Brice Prairie Conservation Association

Preserving Lake Onalaska and the Black River Bottoms


Wood Duck house

Guidelines for Monitoring Wood Duck/Merganser Nest Boxes
By Leif Marking---May 2005

  1. Houses should be placed well before the nesting season begins in late March. Our houses are mounted on trees at 10 or more feet from the ground; high enough to avoid flood water and to discourage people from molesting them. We use lifters to remove the houses from the tree mount bracket.
  2. Existing houses should be checked before the nesting season and bedding restored as necessary. Poplar wood chip bedding should fill only the bottom half of container when the eggs are deposited to prevent or discourage raccoon predation. Replace any wet or soiled bedding.

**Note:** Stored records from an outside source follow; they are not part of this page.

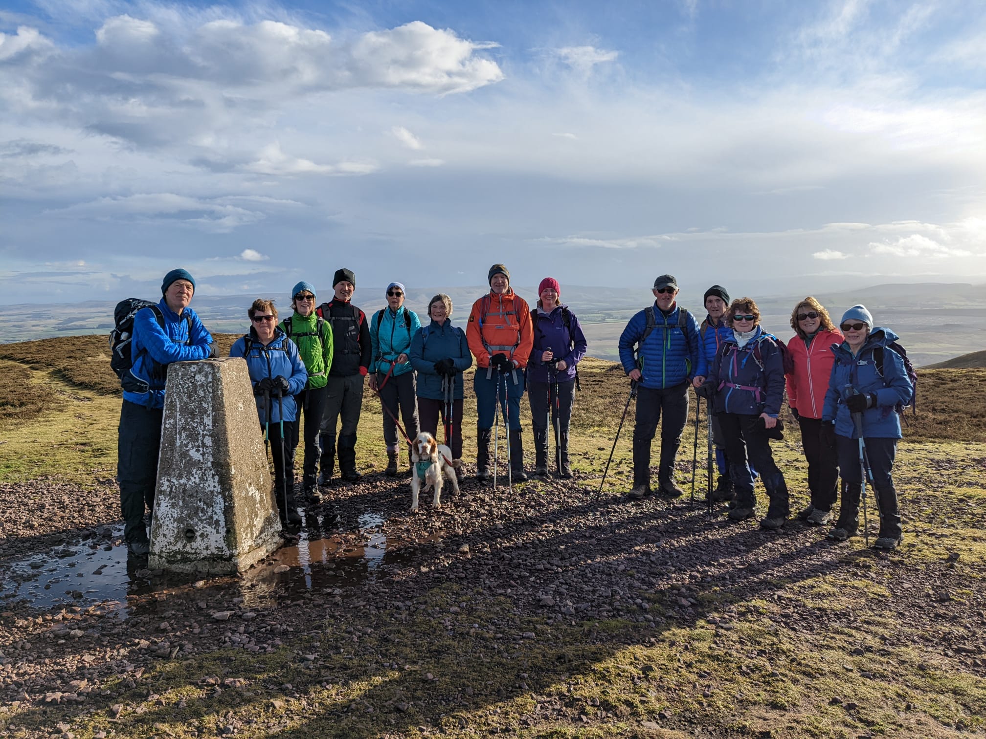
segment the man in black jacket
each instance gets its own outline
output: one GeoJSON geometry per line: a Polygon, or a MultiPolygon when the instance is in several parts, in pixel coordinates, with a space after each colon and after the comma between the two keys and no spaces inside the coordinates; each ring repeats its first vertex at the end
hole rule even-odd
{"type": "Polygon", "coordinates": [[[370,327],[366,314],[349,301],[356,291],[356,275],[339,269],[332,280],[335,296],[318,306],[317,312],[332,327],[334,353],[325,385],[325,411],[318,441],[321,447],[319,485],[327,485],[335,466],[335,427],[339,432],[339,472],[343,480],[360,479],[356,471],[356,427],[363,407],[363,378],[370,370],[370,327]]]}

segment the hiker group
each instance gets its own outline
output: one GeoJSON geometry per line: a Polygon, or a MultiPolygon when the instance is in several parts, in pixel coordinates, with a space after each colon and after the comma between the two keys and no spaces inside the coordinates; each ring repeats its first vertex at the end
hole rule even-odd
{"type": "MultiPolygon", "coordinates": [[[[292,314],[286,318],[281,319],[273,301],[252,302],[249,331],[235,342],[230,356],[244,358],[249,369],[285,525],[303,520],[295,492],[300,437],[306,504],[322,502],[320,489],[331,483],[336,462],[342,480],[360,479],[356,444],[365,380],[381,401],[386,475],[398,474],[400,449],[407,449],[419,431],[438,437],[440,423],[461,474],[463,373],[473,358],[477,479],[498,474],[501,425],[509,482],[528,479],[521,423],[526,392],[534,474],[546,476],[553,469],[561,478],[573,476],[569,427],[586,336],[575,313],[561,302],[557,280],[541,281],[531,309],[514,292],[504,265],[493,265],[487,279],[489,291],[473,303],[464,332],[452,325],[453,303],[444,294],[428,302],[423,325],[404,305],[406,291],[399,282],[387,287],[387,306],[368,318],[352,304],[356,276],[349,269],[335,272],[333,296],[320,304],[312,283],[295,285],[292,314]]],[[[187,271],[169,272],[160,302],[129,299],[117,305],[110,334],[111,365],[123,386],[117,478],[124,536],[136,555],[149,548],[145,505],[153,511],[168,366],[215,356],[212,336],[189,307],[194,290],[187,271]]],[[[876,546],[895,548],[901,541],[891,474],[901,437],[898,415],[911,402],[916,377],[893,332],[875,325],[863,305],[845,311],[836,327],[825,308],[807,298],[792,312],[795,335],[785,344],[760,326],[751,299],[731,302],[718,285],[705,293],[701,323],[678,305],[671,275],[657,278],[653,294],[653,304],[635,314],[619,338],[620,363],[631,385],[624,418],[636,397],[628,499],[652,492],[668,499],[683,495],[675,481],[675,459],[691,388],[708,409],[710,510],[716,503],[727,503],[731,520],[753,516],[759,478],[768,498],[760,525],[782,527],[790,515],[789,492],[770,441],[783,437],[779,416],[786,390],[809,467],[810,504],[800,517],[810,524],[829,523],[841,478],[839,516],[828,537],[848,539],[857,533],[861,496],[869,484],[880,513],[876,546]],[[658,480],[652,487],[651,445],[659,423],[658,480]]],[[[696,408],[693,475],[698,421],[696,408]]]]}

  3. Houses should be checked every two weeks during the nesting season or at least once during incubation to get an accurate count on egg numbers. Then check soon after hatching to obtain the number escaping the box. The membrane count should verify the number hatched; however song birds often carry out some membranes as time passes. Membranes are usually integrated with bedding and down so they must be separated to get an accurate count. Record the numbers of hatched and presumed escaped. Destroy any remaining eggs at the site and restore nesting material.

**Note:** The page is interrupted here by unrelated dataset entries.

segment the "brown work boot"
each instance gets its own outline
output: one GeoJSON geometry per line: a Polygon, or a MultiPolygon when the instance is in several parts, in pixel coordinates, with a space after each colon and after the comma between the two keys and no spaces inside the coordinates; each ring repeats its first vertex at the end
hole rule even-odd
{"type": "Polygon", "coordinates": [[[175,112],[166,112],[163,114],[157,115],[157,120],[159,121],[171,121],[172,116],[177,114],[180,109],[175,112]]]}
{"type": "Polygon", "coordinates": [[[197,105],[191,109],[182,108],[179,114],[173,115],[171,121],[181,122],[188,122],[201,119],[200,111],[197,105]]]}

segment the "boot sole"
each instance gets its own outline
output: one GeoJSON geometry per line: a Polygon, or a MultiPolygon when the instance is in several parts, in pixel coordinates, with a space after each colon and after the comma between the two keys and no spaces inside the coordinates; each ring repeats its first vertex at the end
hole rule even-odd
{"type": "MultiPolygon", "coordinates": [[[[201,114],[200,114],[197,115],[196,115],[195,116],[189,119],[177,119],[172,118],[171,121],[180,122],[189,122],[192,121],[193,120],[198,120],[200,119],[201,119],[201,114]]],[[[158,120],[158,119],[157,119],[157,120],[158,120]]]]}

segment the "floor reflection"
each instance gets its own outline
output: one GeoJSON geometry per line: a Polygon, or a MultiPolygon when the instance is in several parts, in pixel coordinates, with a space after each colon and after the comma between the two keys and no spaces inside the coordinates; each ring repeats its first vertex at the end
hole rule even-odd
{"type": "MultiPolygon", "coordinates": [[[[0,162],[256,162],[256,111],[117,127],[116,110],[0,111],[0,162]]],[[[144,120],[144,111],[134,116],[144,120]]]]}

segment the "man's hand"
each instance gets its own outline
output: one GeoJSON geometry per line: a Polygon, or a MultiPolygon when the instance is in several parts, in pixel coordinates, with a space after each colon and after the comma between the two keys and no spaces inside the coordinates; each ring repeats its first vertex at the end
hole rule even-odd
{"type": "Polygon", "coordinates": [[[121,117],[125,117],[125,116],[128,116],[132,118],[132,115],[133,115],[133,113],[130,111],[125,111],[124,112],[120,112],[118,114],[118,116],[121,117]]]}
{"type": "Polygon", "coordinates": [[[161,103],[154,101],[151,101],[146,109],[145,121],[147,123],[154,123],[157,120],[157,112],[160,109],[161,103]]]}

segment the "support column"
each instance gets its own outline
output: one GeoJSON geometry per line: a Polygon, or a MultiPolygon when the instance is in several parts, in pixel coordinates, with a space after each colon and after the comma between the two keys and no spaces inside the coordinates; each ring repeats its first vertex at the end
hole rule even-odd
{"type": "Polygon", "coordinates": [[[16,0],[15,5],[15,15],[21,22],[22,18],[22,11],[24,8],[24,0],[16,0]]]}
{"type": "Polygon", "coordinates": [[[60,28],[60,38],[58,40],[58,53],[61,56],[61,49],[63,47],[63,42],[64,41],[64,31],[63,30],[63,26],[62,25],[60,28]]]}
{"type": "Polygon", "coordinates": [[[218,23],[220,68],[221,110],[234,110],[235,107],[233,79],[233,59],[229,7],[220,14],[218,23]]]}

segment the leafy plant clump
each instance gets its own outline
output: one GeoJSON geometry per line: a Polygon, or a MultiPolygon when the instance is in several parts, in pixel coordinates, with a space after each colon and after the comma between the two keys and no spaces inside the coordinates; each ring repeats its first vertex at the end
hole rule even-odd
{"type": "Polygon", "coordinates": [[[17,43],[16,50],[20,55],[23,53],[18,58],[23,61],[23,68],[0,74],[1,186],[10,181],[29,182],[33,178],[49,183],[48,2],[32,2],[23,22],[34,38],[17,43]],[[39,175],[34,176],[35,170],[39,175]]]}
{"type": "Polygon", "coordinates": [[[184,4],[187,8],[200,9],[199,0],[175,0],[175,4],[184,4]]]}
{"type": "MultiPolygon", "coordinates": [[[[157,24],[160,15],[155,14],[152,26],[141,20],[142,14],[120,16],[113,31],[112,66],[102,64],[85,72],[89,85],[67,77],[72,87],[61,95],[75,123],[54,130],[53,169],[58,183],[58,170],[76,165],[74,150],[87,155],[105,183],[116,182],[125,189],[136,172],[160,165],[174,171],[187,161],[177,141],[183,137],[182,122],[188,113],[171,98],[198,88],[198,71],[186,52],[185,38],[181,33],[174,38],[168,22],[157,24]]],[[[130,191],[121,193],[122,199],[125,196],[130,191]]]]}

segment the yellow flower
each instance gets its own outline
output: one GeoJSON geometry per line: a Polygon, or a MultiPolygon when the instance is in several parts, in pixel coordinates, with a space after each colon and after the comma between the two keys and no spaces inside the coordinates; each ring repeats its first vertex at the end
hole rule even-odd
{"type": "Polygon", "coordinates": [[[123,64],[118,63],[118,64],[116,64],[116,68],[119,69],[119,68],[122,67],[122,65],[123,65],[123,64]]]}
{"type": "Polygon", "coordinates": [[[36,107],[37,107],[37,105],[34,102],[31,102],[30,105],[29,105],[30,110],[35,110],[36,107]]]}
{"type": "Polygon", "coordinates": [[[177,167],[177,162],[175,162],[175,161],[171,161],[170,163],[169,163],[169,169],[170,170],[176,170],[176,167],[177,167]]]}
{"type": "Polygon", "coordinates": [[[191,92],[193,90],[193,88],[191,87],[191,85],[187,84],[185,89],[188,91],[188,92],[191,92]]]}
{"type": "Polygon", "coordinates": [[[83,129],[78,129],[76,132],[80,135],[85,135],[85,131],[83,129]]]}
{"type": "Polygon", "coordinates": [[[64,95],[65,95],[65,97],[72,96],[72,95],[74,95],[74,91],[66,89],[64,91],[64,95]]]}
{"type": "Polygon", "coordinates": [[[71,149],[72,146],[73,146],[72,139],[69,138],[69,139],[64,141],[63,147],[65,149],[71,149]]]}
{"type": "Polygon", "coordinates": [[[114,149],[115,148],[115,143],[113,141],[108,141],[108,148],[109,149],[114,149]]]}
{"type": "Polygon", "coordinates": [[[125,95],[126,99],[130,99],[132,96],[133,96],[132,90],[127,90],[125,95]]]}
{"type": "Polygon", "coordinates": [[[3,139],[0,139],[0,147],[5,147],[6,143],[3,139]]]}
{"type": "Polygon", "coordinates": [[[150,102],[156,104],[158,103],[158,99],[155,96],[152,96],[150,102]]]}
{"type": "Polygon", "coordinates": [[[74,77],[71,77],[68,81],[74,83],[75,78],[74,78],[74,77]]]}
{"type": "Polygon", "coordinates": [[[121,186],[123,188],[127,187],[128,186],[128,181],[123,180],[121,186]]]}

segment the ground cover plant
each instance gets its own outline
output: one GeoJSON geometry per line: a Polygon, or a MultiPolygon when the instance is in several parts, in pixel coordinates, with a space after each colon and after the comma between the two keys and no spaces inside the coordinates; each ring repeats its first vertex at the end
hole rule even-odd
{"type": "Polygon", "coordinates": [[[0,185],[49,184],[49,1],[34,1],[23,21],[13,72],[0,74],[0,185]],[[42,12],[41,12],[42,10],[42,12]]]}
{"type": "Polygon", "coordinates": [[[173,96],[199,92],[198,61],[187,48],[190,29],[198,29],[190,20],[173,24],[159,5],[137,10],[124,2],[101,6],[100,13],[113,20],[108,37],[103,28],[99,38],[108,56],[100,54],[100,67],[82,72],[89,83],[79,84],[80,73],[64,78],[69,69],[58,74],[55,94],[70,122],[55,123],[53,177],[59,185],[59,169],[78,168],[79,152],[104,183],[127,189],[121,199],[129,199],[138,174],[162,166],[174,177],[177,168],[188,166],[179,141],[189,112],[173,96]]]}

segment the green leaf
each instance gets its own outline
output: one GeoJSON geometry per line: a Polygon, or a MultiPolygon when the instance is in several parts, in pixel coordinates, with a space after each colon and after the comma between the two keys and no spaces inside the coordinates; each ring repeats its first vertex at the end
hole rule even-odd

  4. Wood duck eggs are slightly smaller than hooded merganser eggs, oval in shape, and light brown in color. They resemble pullet eggs in size and shape. Their resulting membranes are soft, light colored, quite intact, and often missing only the cap which often has shell material attached. Shell material is obvious in small pieces, but the color fades as the shells age.

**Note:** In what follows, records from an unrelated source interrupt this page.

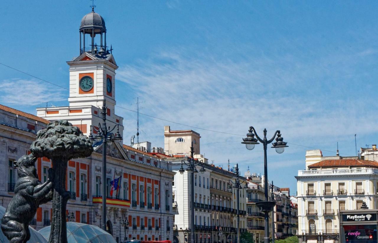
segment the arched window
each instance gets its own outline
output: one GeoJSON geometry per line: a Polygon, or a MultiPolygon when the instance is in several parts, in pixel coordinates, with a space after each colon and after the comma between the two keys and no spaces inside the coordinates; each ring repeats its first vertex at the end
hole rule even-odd
{"type": "Polygon", "coordinates": [[[325,232],[333,233],[332,232],[332,220],[329,218],[325,220],[325,232]]]}
{"type": "Polygon", "coordinates": [[[185,141],[184,140],[184,139],[182,138],[179,138],[176,139],[176,142],[184,142],[185,141]]]}
{"type": "Polygon", "coordinates": [[[308,220],[308,233],[310,234],[316,234],[316,229],[315,226],[315,220],[310,219],[308,220]]]}

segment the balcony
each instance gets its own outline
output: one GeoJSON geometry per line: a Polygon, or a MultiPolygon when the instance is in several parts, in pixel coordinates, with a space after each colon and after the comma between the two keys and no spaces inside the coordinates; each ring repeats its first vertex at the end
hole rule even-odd
{"type": "Polygon", "coordinates": [[[80,194],[80,201],[86,202],[88,201],[88,198],[87,197],[87,195],[84,193],[82,193],[80,194]]]}
{"type": "Polygon", "coordinates": [[[340,169],[337,170],[298,170],[299,176],[311,176],[324,175],[374,175],[378,173],[378,169],[371,168],[361,169],[340,169]]]}
{"type": "Polygon", "coordinates": [[[259,212],[253,212],[248,213],[247,216],[249,217],[264,217],[264,214],[259,212]]]}
{"type": "Polygon", "coordinates": [[[310,190],[309,191],[306,191],[306,196],[316,196],[316,191],[314,190],[310,190]]]}
{"type": "Polygon", "coordinates": [[[264,228],[263,226],[248,226],[248,229],[252,229],[254,230],[258,231],[263,231],[264,230],[264,228]]]}
{"type": "Polygon", "coordinates": [[[332,190],[324,190],[323,195],[324,196],[332,196],[333,195],[333,191],[332,190]]]}
{"type": "Polygon", "coordinates": [[[365,194],[365,190],[363,189],[355,189],[355,194],[356,195],[363,195],[365,194]]]}
{"type": "Polygon", "coordinates": [[[306,215],[318,215],[318,210],[306,210],[306,215]]]}
{"type": "Polygon", "coordinates": [[[324,215],[335,215],[335,210],[333,209],[325,209],[323,210],[324,215]]]}
{"type": "Polygon", "coordinates": [[[14,192],[14,186],[15,185],[15,183],[8,183],[8,191],[9,192],[14,192]]]}
{"type": "Polygon", "coordinates": [[[259,202],[262,202],[263,201],[261,199],[258,199],[257,198],[248,198],[248,203],[258,203],[259,202]]]}
{"type": "Polygon", "coordinates": [[[37,220],[35,218],[33,219],[30,220],[30,223],[29,224],[30,225],[37,225],[37,220]]]}
{"type": "Polygon", "coordinates": [[[76,192],[70,192],[70,200],[76,200],[76,192]]]}

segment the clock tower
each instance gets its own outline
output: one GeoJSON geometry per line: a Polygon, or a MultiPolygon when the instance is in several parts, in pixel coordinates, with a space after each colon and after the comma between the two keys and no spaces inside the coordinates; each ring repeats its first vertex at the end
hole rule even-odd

  5. Merganser eggs are larger than wood duck eggs, rounder in shape, and usually pure white except that some of their egg shells may contain almost blackish coloration or pigmentation. Their membranes are soft, light in color, and often more fragmented. Merganser nests after hatching are distinguished by abundant white shell fragments that are thick and hard. They appear almost like oyster shells.
  6. Often ducks compete for the same nest box, and several ducks will deposit eggs in the same nest. Known as nest competition and nest parasitism or in severe cases dump nests, the dominant hen should be given credit for the number of ducklings produced, and the egg species numbers can be reflected in the recordings.
  7. The numbers of eggs and ducklings recorded in your log book should then be transferred to our BPCA summary forms and delivered to the project manager for development of the annual report. Nesting is generally completed by the end of June and reports are due shortly thereafter.